As mentioned above, going on vacation is nice because you don’t have all of the responsibilities of being at home. We were on our trip with a bunch of friends, and knew that we would be going out to dinner with them in the evenings. With that being said, we used our pre-made food for our lunches during the week and of course snacks during the day.

Tips on Eating out
This is the part that stresses me out. It is often hard to tell what the food is cooked in, how much ingredients are added to the dish, and if it is portioned out the way that is described in their nutritional guide (if they provide one). Don’t be afraid to ask the waitress what dishes are cooked in, as well as any other information you would like to know about your selection. Try to avoid things that are labeled creamy, breaded, fried, crispy, crunchy, and even sautéed. Sautéed could indicate lots of butter or oil. Sticking with fresh veggies and meats with healthy spices is the way to go.

Portion Control
To ensure you are eating the serving size you are targeting, there are two good ways to take your measurements:
Use a picture guide. This one from How Stuff Works gives you examples of everyday items to compare your portion sizes to. https://recipes.howstuffworks.com/food-proportion-pictures.htm
This is a great method if you didn’t bring along your measuring cups and spoons to the restaurant (which may be a little awkward and messy).
Another idea is to purchase a small travel size scale. I have this one from Amazon. https://amzn.to/39cKt89 Ask your waitress for an empty plate to place on the scale and zero it out. Next add your food and take note of the weight.

Working out
Many hotels, and even cruise ships offer workout rooms that provide a few machines and a rack of weights. Figure out what time of the day will work best for you and take advantage of what your hotel has to offer.

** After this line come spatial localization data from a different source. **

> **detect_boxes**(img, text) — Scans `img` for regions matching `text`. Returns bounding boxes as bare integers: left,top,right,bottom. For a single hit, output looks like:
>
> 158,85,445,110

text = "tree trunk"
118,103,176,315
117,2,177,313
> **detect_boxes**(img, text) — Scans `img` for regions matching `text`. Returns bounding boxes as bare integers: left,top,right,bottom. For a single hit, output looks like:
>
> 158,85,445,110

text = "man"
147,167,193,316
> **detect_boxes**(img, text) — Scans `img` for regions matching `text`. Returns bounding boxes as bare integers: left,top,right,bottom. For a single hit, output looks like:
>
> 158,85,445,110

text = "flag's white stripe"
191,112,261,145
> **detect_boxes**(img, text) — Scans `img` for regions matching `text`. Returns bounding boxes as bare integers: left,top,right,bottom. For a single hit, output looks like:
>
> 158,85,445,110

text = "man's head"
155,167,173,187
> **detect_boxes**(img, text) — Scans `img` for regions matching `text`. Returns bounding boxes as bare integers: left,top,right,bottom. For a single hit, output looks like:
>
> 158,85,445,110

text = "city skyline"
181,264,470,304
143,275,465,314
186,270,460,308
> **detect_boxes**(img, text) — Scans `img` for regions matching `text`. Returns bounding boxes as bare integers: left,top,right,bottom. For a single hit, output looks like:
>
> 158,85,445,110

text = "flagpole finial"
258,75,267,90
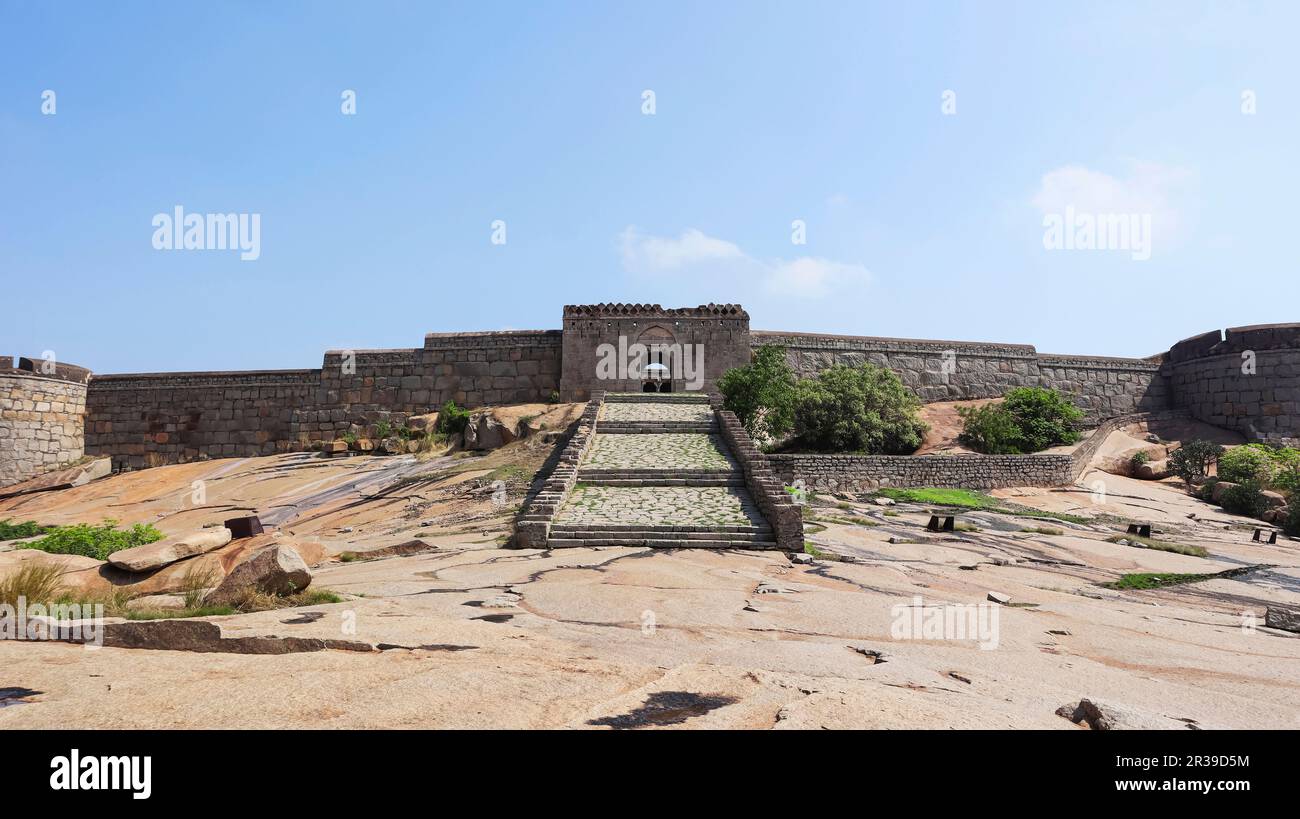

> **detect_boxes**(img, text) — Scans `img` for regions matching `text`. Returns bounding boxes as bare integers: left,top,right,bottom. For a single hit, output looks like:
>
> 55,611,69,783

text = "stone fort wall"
4,308,1289,476
753,331,1168,423
1164,324,1300,446
0,357,90,488
560,304,750,399
84,331,562,471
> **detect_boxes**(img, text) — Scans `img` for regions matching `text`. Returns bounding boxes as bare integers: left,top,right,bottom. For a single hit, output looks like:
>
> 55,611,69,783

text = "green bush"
1219,480,1268,518
0,519,52,541
956,403,1023,454
1272,448,1300,497
1168,439,1224,485
957,388,1083,454
791,363,926,454
1285,503,1300,537
20,519,165,561
436,400,471,436
717,345,797,445
1001,387,1084,452
1217,444,1276,485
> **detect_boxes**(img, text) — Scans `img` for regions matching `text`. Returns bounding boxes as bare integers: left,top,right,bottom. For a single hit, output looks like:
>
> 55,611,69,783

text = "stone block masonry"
85,369,318,472
23,307,1294,477
0,360,89,488
1165,324,1300,446
767,410,1192,493
754,331,1168,423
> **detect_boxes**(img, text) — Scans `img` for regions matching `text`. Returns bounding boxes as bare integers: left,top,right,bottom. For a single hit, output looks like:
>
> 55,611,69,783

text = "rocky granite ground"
1,433,1298,729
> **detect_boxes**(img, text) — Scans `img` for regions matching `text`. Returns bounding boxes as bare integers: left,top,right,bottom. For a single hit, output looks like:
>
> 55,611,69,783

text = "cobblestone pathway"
549,396,776,547
600,402,713,423
584,433,733,470
556,485,765,527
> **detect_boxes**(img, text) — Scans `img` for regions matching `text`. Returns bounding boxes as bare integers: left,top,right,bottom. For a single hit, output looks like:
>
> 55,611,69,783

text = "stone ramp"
554,393,777,549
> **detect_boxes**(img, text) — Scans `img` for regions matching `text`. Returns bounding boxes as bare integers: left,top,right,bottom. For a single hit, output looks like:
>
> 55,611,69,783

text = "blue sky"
2,1,1297,373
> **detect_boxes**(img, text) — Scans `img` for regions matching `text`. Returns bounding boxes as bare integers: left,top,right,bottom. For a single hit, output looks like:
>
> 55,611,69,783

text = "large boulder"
464,412,516,451
408,412,439,432
1055,698,1190,730
1264,505,1290,525
1135,459,1170,480
205,544,312,606
107,527,232,573
1265,606,1300,633
1210,481,1239,504
1261,490,1287,509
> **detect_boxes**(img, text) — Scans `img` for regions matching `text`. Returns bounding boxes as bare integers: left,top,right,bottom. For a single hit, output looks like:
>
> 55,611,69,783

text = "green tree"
1167,439,1224,485
956,403,1023,454
1000,387,1084,452
957,387,1083,454
1217,444,1277,485
717,345,797,445
436,400,471,436
792,363,926,454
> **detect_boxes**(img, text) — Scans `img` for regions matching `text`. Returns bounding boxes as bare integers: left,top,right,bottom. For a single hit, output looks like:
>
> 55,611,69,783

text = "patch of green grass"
954,522,982,532
338,551,360,562
125,605,236,620
803,521,828,534
0,519,53,541
803,542,843,561
874,487,1088,524
1021,526,1064,536
877,487,995,508
18,519,164,560
822,515,878,527
1106,534,1208,558
882,510,900,517
487,464,532,484
1105,572,1218,590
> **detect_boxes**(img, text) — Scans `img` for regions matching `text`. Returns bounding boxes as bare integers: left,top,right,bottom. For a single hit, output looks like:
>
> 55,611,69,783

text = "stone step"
551,523,772,534
550,529,774,541
603,394,712,404
548,537,779,549
578,469,738,481
578,477,744,487
597,423,717,433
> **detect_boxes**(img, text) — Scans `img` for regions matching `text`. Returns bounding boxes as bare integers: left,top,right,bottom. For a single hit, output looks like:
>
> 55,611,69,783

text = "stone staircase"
548,392,779,549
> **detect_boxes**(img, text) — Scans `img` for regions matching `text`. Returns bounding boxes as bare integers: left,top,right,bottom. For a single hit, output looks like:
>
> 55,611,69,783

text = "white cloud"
1031,160,1195,246
765,257,870,298
618,226,869,299
618,227,744,271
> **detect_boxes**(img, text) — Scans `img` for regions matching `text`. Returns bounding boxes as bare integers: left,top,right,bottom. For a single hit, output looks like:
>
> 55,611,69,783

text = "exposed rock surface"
108,527,232,572
207,544,312,605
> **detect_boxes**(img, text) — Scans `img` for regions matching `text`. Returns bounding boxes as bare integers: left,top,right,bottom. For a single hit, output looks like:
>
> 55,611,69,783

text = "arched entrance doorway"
637,325,675,392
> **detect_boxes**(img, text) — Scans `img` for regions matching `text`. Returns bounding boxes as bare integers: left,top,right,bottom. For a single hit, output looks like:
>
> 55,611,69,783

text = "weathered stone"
206,544,312,605
987,591,1011,604
1136,459,1169,480
108,527,233,572
1211,481,1239,503
1265,606,1300,633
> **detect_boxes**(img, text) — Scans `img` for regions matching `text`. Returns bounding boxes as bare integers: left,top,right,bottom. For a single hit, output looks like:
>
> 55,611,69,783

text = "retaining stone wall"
0,368,89,488
1165,324,1300,446
753,331,1167,422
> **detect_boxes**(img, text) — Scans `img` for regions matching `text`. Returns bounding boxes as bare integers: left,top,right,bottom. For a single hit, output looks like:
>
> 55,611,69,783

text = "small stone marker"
987,591,1011,605
1126,523,1152,538
223,514,264,539
926,515,955,532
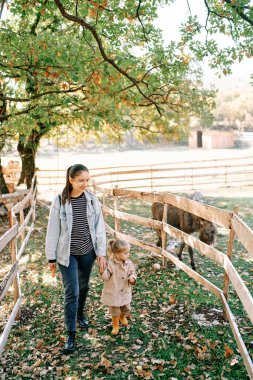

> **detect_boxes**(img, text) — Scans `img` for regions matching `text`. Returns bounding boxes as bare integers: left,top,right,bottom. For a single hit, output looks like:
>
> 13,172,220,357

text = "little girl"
100,239,136,335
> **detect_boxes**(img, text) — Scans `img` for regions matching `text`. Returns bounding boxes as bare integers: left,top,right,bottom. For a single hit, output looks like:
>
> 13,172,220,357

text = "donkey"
151,202,217,270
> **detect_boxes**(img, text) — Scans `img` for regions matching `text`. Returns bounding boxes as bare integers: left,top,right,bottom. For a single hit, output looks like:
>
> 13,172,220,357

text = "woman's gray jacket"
45,190,106,267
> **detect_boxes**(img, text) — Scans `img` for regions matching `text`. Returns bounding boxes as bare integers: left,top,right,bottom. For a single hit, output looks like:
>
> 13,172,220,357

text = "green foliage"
1,0,252,144
0,0,216,144
179,0,253,75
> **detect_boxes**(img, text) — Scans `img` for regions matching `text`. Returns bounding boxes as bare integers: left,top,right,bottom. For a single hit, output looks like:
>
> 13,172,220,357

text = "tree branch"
224,0,253,27
0,85,86,102
136,0,148,42
0,105,38,120
53,0,163,115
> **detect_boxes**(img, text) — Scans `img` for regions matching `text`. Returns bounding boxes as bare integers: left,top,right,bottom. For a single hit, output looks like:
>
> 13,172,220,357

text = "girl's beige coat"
101,259,136,307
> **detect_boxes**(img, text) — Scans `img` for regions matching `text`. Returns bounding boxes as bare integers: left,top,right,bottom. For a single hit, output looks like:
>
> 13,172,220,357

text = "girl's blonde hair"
108,239,130,259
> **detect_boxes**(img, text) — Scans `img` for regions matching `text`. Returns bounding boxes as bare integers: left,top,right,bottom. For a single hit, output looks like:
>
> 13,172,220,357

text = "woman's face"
69,170,90,192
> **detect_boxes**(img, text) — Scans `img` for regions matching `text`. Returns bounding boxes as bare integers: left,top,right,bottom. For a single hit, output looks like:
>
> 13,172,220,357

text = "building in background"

If you are staying in a rental home, you may not have access to gym equipment. That doesn’t mean that you can’t workout, it just means you will have to be a bit more creative. My husband and I do workouts from Beach Body. If you are not familiar with Beach Body on Demand, it’s like Netflix for workout programs (I do not sell Beach Body products). You can also find many workouts on YouTube. Our current favorite Beach Body program is Liift4, which is weight lifting and high intensity interval training 4 days a week. We also do yoga on rest days. We download all of our workouts on to our computer, so that we can still stay on track while we are away from home. If we are at a place that doesn’t provide weights, we just do cardio workouts. We even did all of our downloaded workouts while we were on a cruise!
If weights are a part of your workout regimen, there is another option available. You can actually find travel weights. Don’t worry, they aren’t heavy…well at least not until you fill them up. Once you are ready to use them, you fill them with water. It’s such a great idea! If you opt to try them out, please let me know what you think.

If you are going to a theme park or doing a lot of hiking, this may be enough exercise for you during your trip. You could even take advantage of the hotel pool and do laps. Don’t forget that if you don’t have access to a gym, or downloaded workout videos, bring your tennis shoes. Do a fast-paced jog or walk around the hotel facilities, or the neighborhood of your vacation rental home.